H5MD - proposal 103: Connectivity group

status: Accepted in H5MD 1.1

Objective

Define a root group that contains the connectivity of a system of particles. This proposal builds on proposal 101 Particles and tuples lists for the storage of tuples. The interpretation of the information will be left to users and can be made more formal later with modules, for instance.

This proposal is intended to allow, among other uses, the storage of bonded interactions, in the case of force-field based simulations, or of distance constraints. The complexity of representing the details of force fields is such that it cannot be encoded in a generic manner here but the definition of the storage elements in this proposal lay a common basis.

Motivations

http://article.gmane.org/gmane.science.simulation.h5md.user/604

The group I work with does a fair amount of analysis on bond lengths, angle
distributions and dihedral angle distributions as validation for force field
development. So our main use case for a 'topology' module would be to store
the pairs, 3- and 4-tuples of atoms that define the bonds, angles and
dihedrals.

That said, I have use cases for wanting to store lists of non-bonded pairs
of atoms such as opposing carbons on a ring or designated 'endpoint' atoms
that can be used to represent the overall orientation of a larger molecule,
and in this use case a specific 'bond' list would not really be appropriate.

(...)

I would definitely agree that a standard storage scheme, would be useful,
even if the structure of a 'topology' section varies by module. That way,
even if the location of the lists varies, at least the same routines can be
used to read/write the data when it is located. As a possible example:

    <tuple-list>
      +-- type:  String
      +-- dimension:  Integer[]
      \--  values: Integer[n-tuples][D]

Where a pair list would be dimension(D) = 2, and the values in list would be
the particle IDs. Given what Konrad pointed out about flexibility
vs. specificity ,the "type" string could have specific list of acceptable
values, much like the boundary attribute in the 'box' item.

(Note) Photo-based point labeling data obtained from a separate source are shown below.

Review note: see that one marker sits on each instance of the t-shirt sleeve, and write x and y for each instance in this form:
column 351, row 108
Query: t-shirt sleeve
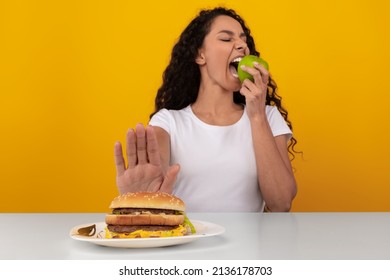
column 277, row 123
column 162, row 119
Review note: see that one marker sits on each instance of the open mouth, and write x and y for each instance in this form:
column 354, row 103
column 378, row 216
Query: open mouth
column 233, row 66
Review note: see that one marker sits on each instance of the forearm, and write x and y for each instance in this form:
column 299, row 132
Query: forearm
column 275, row 176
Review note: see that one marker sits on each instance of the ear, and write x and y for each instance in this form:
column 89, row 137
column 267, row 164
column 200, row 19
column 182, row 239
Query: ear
column 200, row 59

For my
particular use cases, I can see the following types of atom-tuple lists
being useful as topology/connectivity information: bonds, angles, dihedrals,
chains, and 'other'.

http://article.gmane.org/gmane.science.simulation.h5md.user/637

A specific problem of 2) is that for non-trivial forcefields (proteins
etc.), a simple bond list is not of much use. What you want is *all*
forcefield terms. I can't think of any practical use for just the bonds.

Storage of connectivity information

The connectivity information is stored as tuples in the group /connectivity. The tuples are pairs, triples, etc. as needed.

A list of particles is an H5MD element:

/connectivity
    <name>: Integer[N]
      +-- particles_group: String[]

where N is the length of the list and particles_group is the name of a group within /particles. Several connectivity elements may be defined for any particles group but a connectivity element may only refer to a single particle group.

If the corresponding particles_group does not possess the id element, the values in list_name correspond to the indexing of the elements in particles_group. Else, the values in list_name must be put in correspondence with the equal values in the id element.